The Bank of Canada raised its key interest rate on Wednesday for the fifth time and hinted at more increases in the coming months.
The overnight rate now stands at 3.25 per cent, an increase of three-quarters of a percentage point.
In a release, the central bank said the effects of COVID-19, ongoing supply disruptions, and the war in Ukraine continue to dampen growth and boost prices.
“Global inflation remains high and measures of core inflation are moving up in most countries. In response, central banks around the world continue to tighten monetary policy,” said the release.
July’s inflation rate was logged at 7.6 per cent, which was down slightly from 8.1 per cent the month before due to a drop in gasoline prices.
However, the Bank of Canada said inflation excluding gasoline increased and data indicate a further broadening of price pressures, particularly in services.

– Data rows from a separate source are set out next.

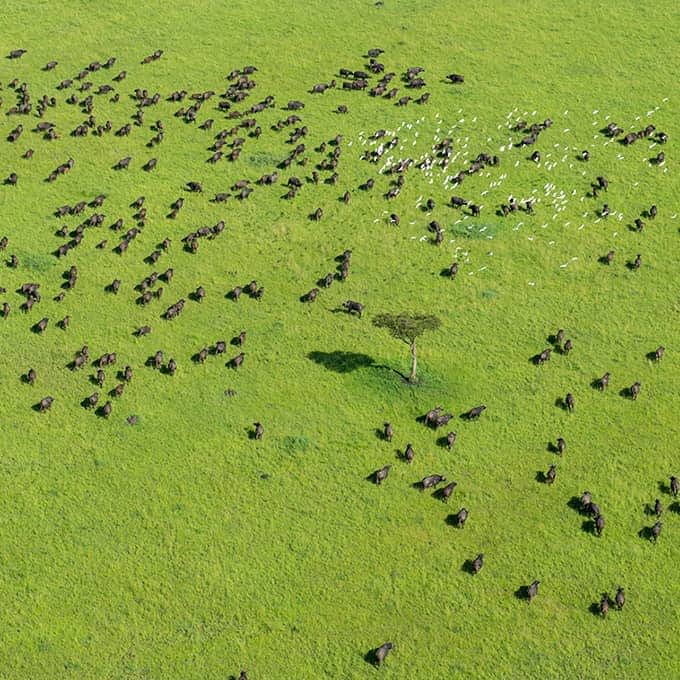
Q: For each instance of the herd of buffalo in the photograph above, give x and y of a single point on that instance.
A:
(230, 120)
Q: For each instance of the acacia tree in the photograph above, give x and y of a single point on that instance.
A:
(408, 328)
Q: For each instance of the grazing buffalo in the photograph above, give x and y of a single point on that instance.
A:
(443, 420)
(603, 382)
(353, 306)
(311, 295)
(431, 481)
(474, 413)
(478, 563)
(543, 356)
(381, 475)
(658, 508)
(381, 653)
(45, 404)
(461, 518)
(448, 490)
(431, 416)
(388, 432)
(532, 590)
(620, 598)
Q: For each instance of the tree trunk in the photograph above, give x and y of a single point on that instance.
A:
(414, 362)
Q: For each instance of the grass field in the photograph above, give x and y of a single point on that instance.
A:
(179, 547)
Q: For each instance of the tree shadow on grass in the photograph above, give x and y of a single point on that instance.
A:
(340, 361)
(522, 593)
(468, 567)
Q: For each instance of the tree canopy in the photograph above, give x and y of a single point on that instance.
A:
(407, 327)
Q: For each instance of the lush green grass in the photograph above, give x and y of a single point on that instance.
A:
(180, 548)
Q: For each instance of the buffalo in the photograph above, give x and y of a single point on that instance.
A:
(461, 518)
(381, 653)
(475, 413)
(353, 307)
(45, 404)
(431, 481)
(620, 598)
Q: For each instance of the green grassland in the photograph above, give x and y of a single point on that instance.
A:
(178, 547)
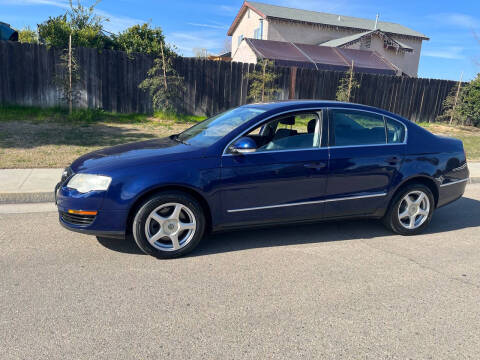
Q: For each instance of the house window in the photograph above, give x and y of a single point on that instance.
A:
(366, 42)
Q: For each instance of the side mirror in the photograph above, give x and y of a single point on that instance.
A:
(243, 145)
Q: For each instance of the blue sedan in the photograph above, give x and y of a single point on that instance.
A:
(264, 164)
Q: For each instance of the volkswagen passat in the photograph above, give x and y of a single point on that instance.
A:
(264, 164)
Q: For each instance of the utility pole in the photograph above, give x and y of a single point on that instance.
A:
(70, 93)
(263, 79)
(456, 98)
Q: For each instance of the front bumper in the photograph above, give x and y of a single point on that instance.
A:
(107, 223)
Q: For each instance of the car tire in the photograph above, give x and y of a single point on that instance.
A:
(411, 210)
(168, 225)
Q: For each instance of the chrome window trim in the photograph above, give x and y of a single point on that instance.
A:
(313, 110)
(454, 182)
(309, 202)
(385, 124)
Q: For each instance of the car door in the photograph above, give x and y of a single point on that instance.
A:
(366, 150)
(283, 180)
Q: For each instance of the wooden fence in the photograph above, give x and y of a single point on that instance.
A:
(110, 79)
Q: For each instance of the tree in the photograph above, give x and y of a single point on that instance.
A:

“Surveys suggest that short-term inflation expectations remain high. The longer this continues, the greater the risk that elevated inflation becomes entrenched,” said the central bank.

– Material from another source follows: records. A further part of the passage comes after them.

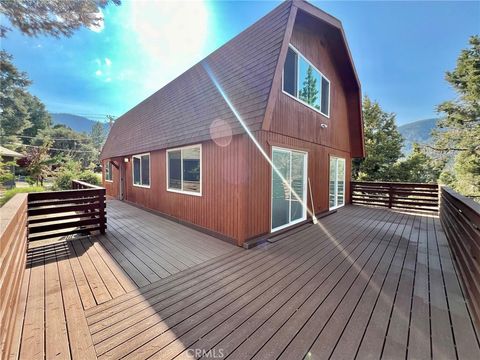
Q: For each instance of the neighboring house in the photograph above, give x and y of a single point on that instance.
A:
(7, 156)
(185, 152)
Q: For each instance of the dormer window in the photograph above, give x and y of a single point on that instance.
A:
(304, 82)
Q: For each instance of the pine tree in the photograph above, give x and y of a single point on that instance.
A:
(309, 92)
(383, 144)
(458, 133)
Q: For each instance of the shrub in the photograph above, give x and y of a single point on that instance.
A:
(64, 178)
(89, 177)
(11, 193)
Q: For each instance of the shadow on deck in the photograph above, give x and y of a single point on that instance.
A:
(364, 282)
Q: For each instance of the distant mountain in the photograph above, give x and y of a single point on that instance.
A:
(417, 132)
(77, 123)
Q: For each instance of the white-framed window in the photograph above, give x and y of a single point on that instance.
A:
(184, 170)
(141, 170)
(108, 171)
(305, 83)
(336, 182)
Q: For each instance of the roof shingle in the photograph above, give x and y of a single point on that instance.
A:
(182, 112)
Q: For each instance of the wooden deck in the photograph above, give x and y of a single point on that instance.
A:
(363, 283)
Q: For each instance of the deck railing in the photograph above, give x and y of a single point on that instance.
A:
(460, 217)
(404, 196)
(61, 213)
(13, 246)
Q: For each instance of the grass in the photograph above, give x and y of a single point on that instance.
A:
(11, 193)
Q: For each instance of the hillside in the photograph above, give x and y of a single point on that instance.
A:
(417, 132)
(77, 123)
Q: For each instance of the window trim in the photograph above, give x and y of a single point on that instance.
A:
(109, 163)
(139, 156)
(336, 177)
(181, 170)
(297, 98)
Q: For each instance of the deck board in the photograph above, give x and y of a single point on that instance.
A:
(364, 283)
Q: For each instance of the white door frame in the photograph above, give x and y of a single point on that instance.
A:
(305, 178)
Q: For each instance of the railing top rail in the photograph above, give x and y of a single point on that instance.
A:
(65, 194)
(395, 183)
(10, 209)
(463, 201)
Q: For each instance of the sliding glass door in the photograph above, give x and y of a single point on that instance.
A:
(288, 209)
(337, 183)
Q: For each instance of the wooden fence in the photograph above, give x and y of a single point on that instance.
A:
(460, 219)
(13, 246)
(404, 196)
(61, 213)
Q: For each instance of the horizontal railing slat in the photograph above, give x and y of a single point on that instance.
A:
(84, 206)
(62, 217)
(410, 196)
(460, 219)
(62, 225)
(65, 233)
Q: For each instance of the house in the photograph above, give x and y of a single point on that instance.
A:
(284, 92)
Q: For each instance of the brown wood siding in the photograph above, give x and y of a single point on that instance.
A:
(236, 185)
(258, 192)
(216, 209)
(112, 187)
(292, 118)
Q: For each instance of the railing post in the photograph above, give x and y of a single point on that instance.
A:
(102, 210)
(390, 195)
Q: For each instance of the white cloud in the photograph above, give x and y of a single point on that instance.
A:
(99, 24)
(169, 37)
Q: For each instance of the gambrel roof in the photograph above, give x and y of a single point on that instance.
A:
(187, 109)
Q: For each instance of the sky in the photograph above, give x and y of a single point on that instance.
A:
(401, 51)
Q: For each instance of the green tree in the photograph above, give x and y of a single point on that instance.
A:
(39, 117)
(383, 144)
(418, 167)
(309, 92)
(67, 144)
(52, 17)
(458, 133)
(98, 135)
(38, 163)
(22, 113)
(14, 114)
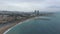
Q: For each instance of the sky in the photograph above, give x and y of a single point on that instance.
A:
(30, 5)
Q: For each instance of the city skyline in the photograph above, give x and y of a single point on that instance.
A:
(30, 5)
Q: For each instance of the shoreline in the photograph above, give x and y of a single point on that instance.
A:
(13, 25)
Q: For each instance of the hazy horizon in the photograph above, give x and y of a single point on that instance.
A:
(30, 5)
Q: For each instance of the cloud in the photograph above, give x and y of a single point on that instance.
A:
(27, 5)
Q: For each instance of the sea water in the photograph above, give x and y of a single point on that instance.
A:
(39, 26)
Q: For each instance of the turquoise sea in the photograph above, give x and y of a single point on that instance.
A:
(48, 25)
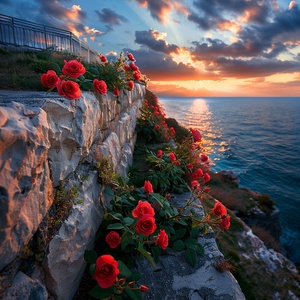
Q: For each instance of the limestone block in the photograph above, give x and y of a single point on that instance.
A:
(64, 265)
(74, 126)
(24, 288)
(111, 149)
(25, 185)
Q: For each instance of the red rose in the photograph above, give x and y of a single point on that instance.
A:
(136, 75)
(172, 156)
(116, 92)
(159, 153)
(204, 157)
(146, 225)
(103, 58)
(148, 187)
(225, 222)
(143, 208)
(100, 86)
(199, 172)
(69, 89)
(113, 239)
(190, 166)
(195, 183)
(73, 68)
(133, 66)
(219, 209)
(106, 271)
(131, 84)
(50, 79)
(206, 177)
(196, 135)
(162, 239)
(130, 56)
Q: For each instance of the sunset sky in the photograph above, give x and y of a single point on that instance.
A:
(187, 47)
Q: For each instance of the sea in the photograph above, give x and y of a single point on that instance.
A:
(259, 140)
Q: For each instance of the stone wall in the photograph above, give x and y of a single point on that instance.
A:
(45, 141)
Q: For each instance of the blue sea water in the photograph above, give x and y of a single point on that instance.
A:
(258, 139)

The Bank of Canada said further rate hikes are likely to achieve the inflation target of two per cent, but how much higher those rates will need to go remain to be seen.
The central bank also noted that our country’s economy continues to operate in “excess demand” and labour markets remain tight.
Officials still expect the economy will moderate in the second half of this year and global demand weakens and tighter monetary policy in Canada begins to bring demand more in line with supply.
The next interest rate announcement is scheduled for Oct. 26.